What I am focusing on hereunder -let me clarify– is not (directly) on the need for the overall Political Rights of people to be universally upheld. I am rather interested here in the politics of enforcing (all) Human Rights using a people-centered AAA process. This, since, for me, Human Rights are the resurrection-of or the return-to a greater focus and action on the basic causes of the Conceptual Framework which still remain unaddressed at the base of the causality pyramid.

  1. The Human Right approach reiterates, in no uncertain terms, that a relationship exists between Human Rights and economic and social development. And within a Human Rights-based development, it is the politics of equity that ultimately counts.

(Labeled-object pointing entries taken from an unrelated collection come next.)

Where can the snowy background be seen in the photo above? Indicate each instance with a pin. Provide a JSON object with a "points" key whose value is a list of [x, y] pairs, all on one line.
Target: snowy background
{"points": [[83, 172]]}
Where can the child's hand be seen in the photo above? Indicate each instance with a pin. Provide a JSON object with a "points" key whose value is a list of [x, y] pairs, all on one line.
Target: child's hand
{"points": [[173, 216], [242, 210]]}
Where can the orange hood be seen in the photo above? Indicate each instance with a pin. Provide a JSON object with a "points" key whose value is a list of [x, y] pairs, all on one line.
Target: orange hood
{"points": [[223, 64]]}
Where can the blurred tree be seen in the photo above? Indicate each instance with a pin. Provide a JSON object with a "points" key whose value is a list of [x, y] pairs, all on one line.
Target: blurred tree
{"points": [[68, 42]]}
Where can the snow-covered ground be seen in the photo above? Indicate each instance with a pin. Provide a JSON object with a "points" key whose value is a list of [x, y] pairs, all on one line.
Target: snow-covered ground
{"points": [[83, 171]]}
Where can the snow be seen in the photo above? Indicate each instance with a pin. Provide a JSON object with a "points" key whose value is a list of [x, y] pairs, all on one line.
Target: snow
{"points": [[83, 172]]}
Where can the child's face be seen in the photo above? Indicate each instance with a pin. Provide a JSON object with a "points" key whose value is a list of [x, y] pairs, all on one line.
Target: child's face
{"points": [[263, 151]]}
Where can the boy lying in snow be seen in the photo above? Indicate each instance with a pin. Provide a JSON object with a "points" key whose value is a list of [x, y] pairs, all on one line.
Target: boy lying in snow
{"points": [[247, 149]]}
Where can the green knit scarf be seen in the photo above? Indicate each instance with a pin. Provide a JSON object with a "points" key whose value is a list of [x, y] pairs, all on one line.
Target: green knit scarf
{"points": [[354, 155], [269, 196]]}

  2. Orthodoxy aside, politicization is here meant to be a process that transforms anguish into anger and into the search for being ultimately relevant –keeping in mind that a political climate is something one creates, not something that is found out there.
  3. In that same sense, Human Rights is about breaking the silence of powerlessness that keeps the needs and desires of the poor from being part of national political agendas. For the disempowered to get voice is not enough; Human Rights is about getting them influence, and about the processes that lead from having voice to having influence.
  4. In sum, the added value of Human Rights is that they cannot be relegated to a mere social aspiration: they are rights; even if, at present, some of them are not enforced (or enforceable).